Luego de la independencia de Estados Unidos, en 1776, hacia final del siglo, la frontera natural de las trece excolonias en los montes Apalaches empezó una migración hacia al oeste. Medio millón de granjeros comenzaron a desplazar a las tribus indígenas que poblaban la extensa zona. A grandes rasgos, existían tres territorios de allende: la Luisiana francesa, que iba del golfo de México por el Misisipi hasta los Grandes Lagos; las posesiones españolas de la Florida y de Texas, hasta California, por el sur norteamericano; y la región noroeste del Misuri, hasta las montañas Rocallosas, que se mantenía como tierra de nadie.

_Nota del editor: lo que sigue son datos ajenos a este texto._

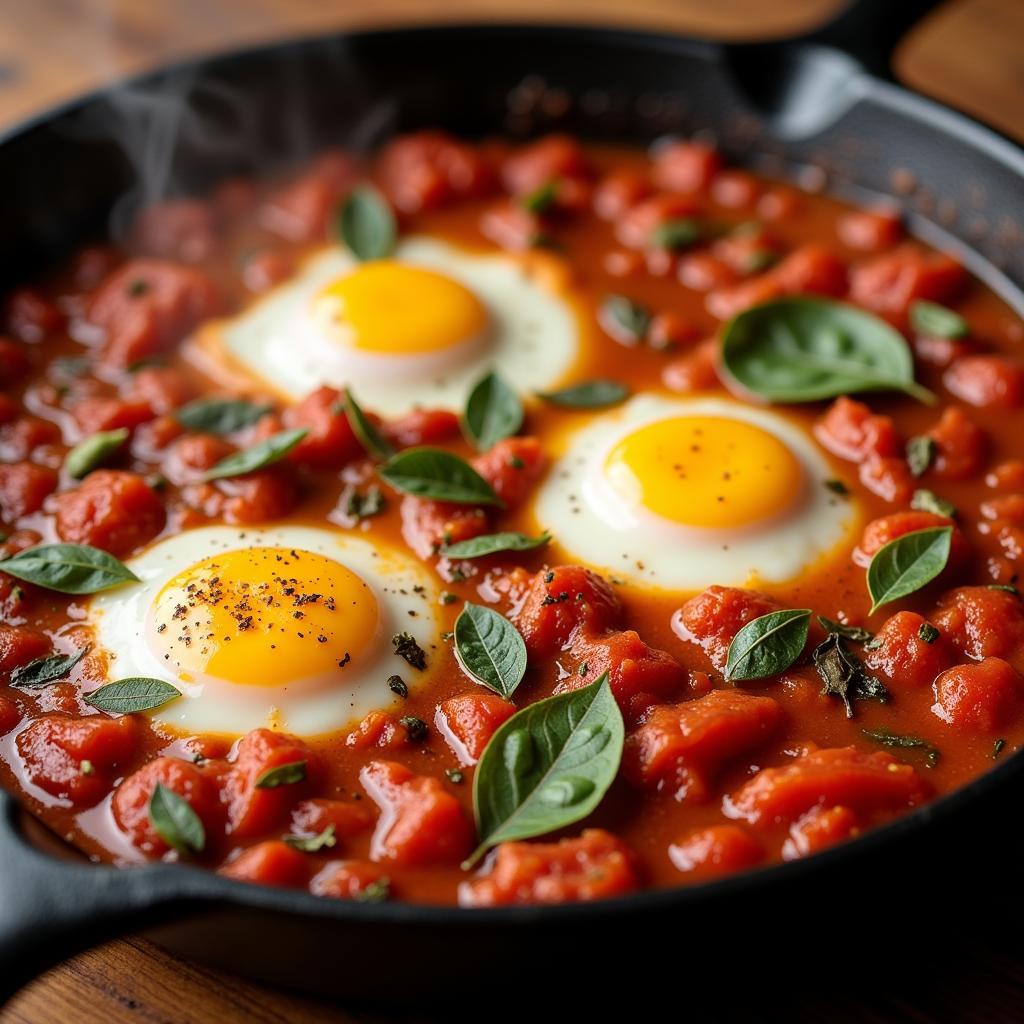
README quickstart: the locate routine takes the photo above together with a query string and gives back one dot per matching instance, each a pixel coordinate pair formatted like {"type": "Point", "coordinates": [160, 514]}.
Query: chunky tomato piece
{"type": "Point", "coordinates": [713, 617]}
{"type": "Point", "coordinates": [252, 810]}
{"type": "Point", "coordinates": [147, 306]}
{"type": "Point", "coordinates": [907, 652]}
{"type": "Point", "coordinates": [113, 510]}
{"type": "Point", "coordinates": [866, 783]}
{"type": "Point", "coordinates": [77, 759]}
{"type": "Point", "coordinates": [849, 429]}
{"type": "Point", "coordinates": [818, 829]}
{"type": "Point", "coordinates": [986, 381]}
{"type": "Point", "coordinates": [680, 748]}
{"type": "Point", "coordinates": [421, 822]}
{"type": "Point", "coordinates": [131, 801]}
{"type": "Point", "coordinates": [714, 852]}
{"type": "Point", "coordinates": [562, 600]}
{"type": "Point", "coordinates": [596, 865]}
{"type": "Point", "coordinates": [470, 720]}
{"type": "Point", "coordinates": [981, 698]}
{"type": "Point", "coordinates": [270, 863]}
{"type": "Point", "coordinates": [24, 487]}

En 1803, el presidente Thomas Jefferson negoció la compra de la vasta Luisiana con Napoleón I, duplicando la extensión de los Estados Unidos. Y con la visión de explorar los interminables territorios de la Gran Planicie, que se extiende por 2.500 kilómetros entre los Apalaches y las Rocallosas, organizó la expedición de Meriwether Lewis y William Clark, que partiendo de San Luis remontó el río Misuri hasta sus cabeceras, para cruzar las montañas y llegar al océano Pacífico, donde fundó un enclave. El viaje de ida y vuelta les tomó dos años y cuatro meses, recorriendo 12.500 kilómetros, un país jamás visto por los euroamericanos.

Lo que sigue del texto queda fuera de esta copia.